Nous le répétons, des solutions doivent être trouvées pour résoudre ce paradoxe inéquitable et anti-redistributif, au détriment des petites communes.

Les mairies ont déjà la possibilité de transférer à l’EPCI leur compétence en matière de formation, mais elles le font très rarement. Si cette mutualisation peut permettre de rassembler les élus autour d’enjeux partagés dans une dynamique collective et de rencontre, les relations entre EPCI et commune et la confiance des élus envers ces structures peuvent freiner ce mouvement.

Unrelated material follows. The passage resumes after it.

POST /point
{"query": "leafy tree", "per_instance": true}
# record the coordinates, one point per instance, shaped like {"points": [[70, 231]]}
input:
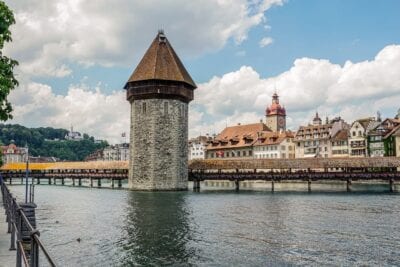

Comme nous l’avons relevé dans le rapport sénatorial sur l’exercice des mandats locaux, les élus sont prudents et craignent une régression de leurs droits, en l’absence de dispositions législatives claires, sur le mode de calcul du budget formation en cas de mutualisation.

Nous proposons donc par cet amendement de sécuriser juridiquement les modalités financières de mutualisation, en reprenant ce qui est prévu pour les communes.


L’amendement suivant, le n°3, portant sur les mêmes articles additionnels après l’article 1er, a également été défendu par Michelle Gréaume, et retiré après l’engagement formel de la Ministre à respecter la demande. Il avait pour but d’instaurer formellement la proportion de 50% d’élus locaux au sein du Conseil national de la formation des élus locaux.

Lire la défense de l’amendement 3

Le Conseil national de la formation des élus locaux est l’organe consultatif qui s’est vu confier le soin de définir les orientations des formations proposées aux élus.

Cette instance régule le marché de la formation en donnant un avis sur les décisions ministérielles d’agrément, délivrées aux organismes de formation.

La présente ordonnance renforce le rôle de ce Conseil, et les ajouts de la commission des lois le confortent également, en encadrant ses nouvelles missions. Il devra notamment s’assurer de l’équilibre financier du fonds DIFE, et formuler des propositions au Gouvernement pour le rétablir. Puis donner un avis assez contraignant sur le projet de rétablissement de l’équilibre financier.

Nous espérons que cette amélioration de la commission demeurera dans le texte, tout comme la formulation de prévision du montant de droit des élus.

Nous tenons également au caractère public du rapport annuel, qu’il devra établir sur la formation et sur la gestion du DIFE.

Alors que ce Conseil gagne en importance, nous sommes étonnés que le Gouvernement ait profité de la réécriture législative de son rôle pour supprimer la disposition qui prévoyait que le Conseil était au moins pour moitié composé d’élus locaux.

Nous proposons donc par cet amendement le rétablissement de cette précision. Il nous semble important que le Conseil conserve cette parité entre personnalités qualifiées et élus.

Nous profitons également de cet amendement pour rappeler au niveau législatif que les membres de ce Conseil doivent représenter le pluralisme politique et l’ensemble des collectivités territoriales, afin d’y assurer au mieux la représentation de tous les élus locaux. Merci.